L’encre de stylo-plume doit quant à elle son odeur à la faible dose de phénol qui y fait office de conservateur. Soupçonnée elle aussi d’avoir des effets nocifs à haute concentration, elle a prudemment été remplacée. Adieu, donc, à son odeur un poil cuirée évoquant quelquefois le champignon et même la tapenade. Le Messager de Courrèges, Téméraire de Givenchy, M/Mink de Byredo ou encore L’Eau Papier de Diptyque sont autant de fragrances faisant revivre l’encre qui finissait parfois plus sur nos doigts que sur nos feuilles. L’Eau Papier présente aussi un accord de vapeur de riz suggérant, vous l’aurez deviné, le papier. Mentionnons également Comme des Garçons 2, un parfum boisé mettant à l’honneur l’encre japonaise Sumi, l’accompagnant d’une ribambelle d’épices, d’encens et de cèdre.

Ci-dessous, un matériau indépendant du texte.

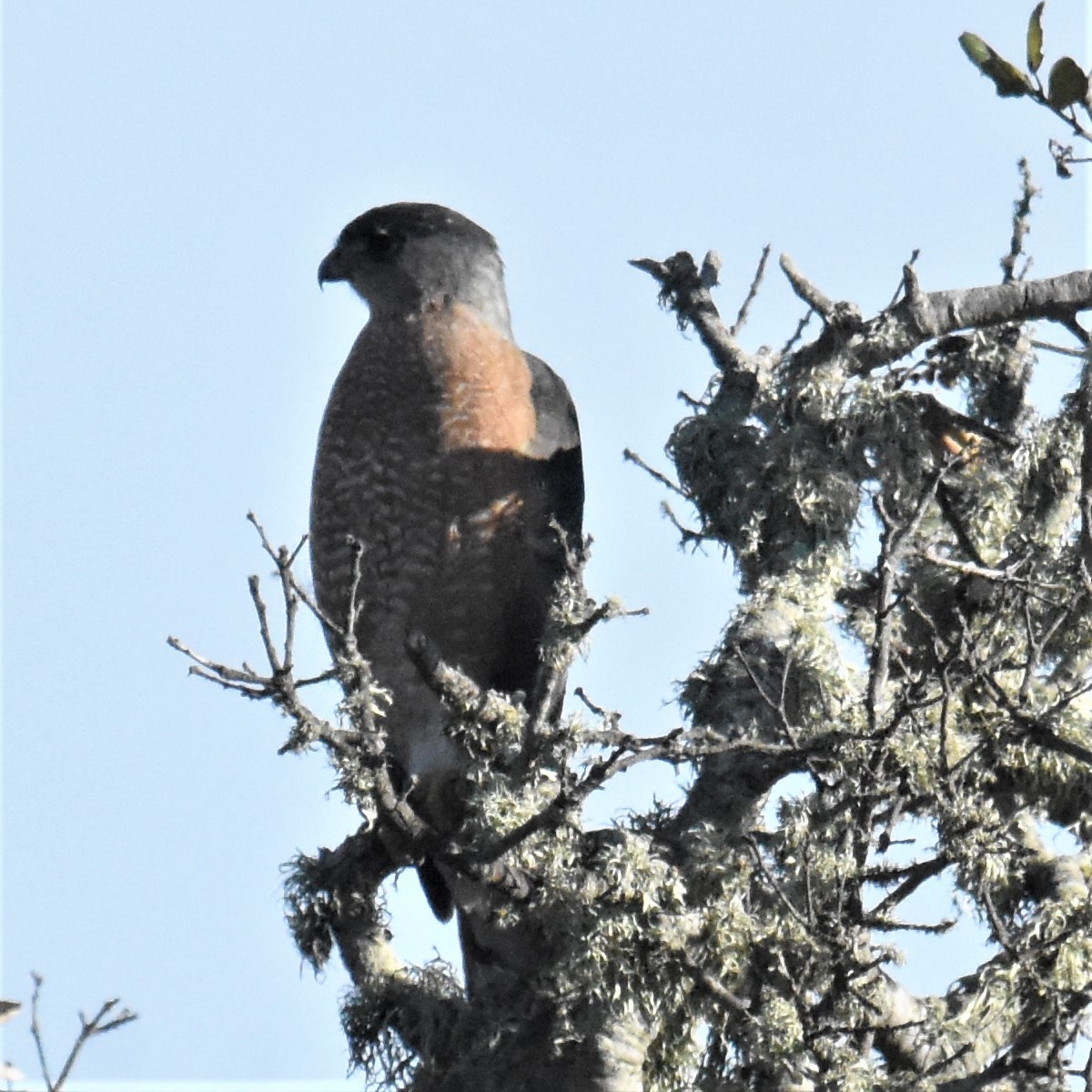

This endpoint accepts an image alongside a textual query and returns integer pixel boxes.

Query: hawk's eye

Tentés de retrouver la senteur âpre et minérale de la craie sur un tableau noir ? Faites un tour du côté de Royal Bain de Caron ou de De Bachmakov par The Different Company.
Ce tour d’horizon de notes écolières vous a donné envie d’en apprendre plus sur la composition d’un parfum ? Avec ses 120 questions autour du fascinant univers de la parfumerie, le jeu Master Parfums a la solution, et ce n’est pas tout : avec ses crayons parfumés, ébaucher votre propre fragrance devient un jeu d’enfant !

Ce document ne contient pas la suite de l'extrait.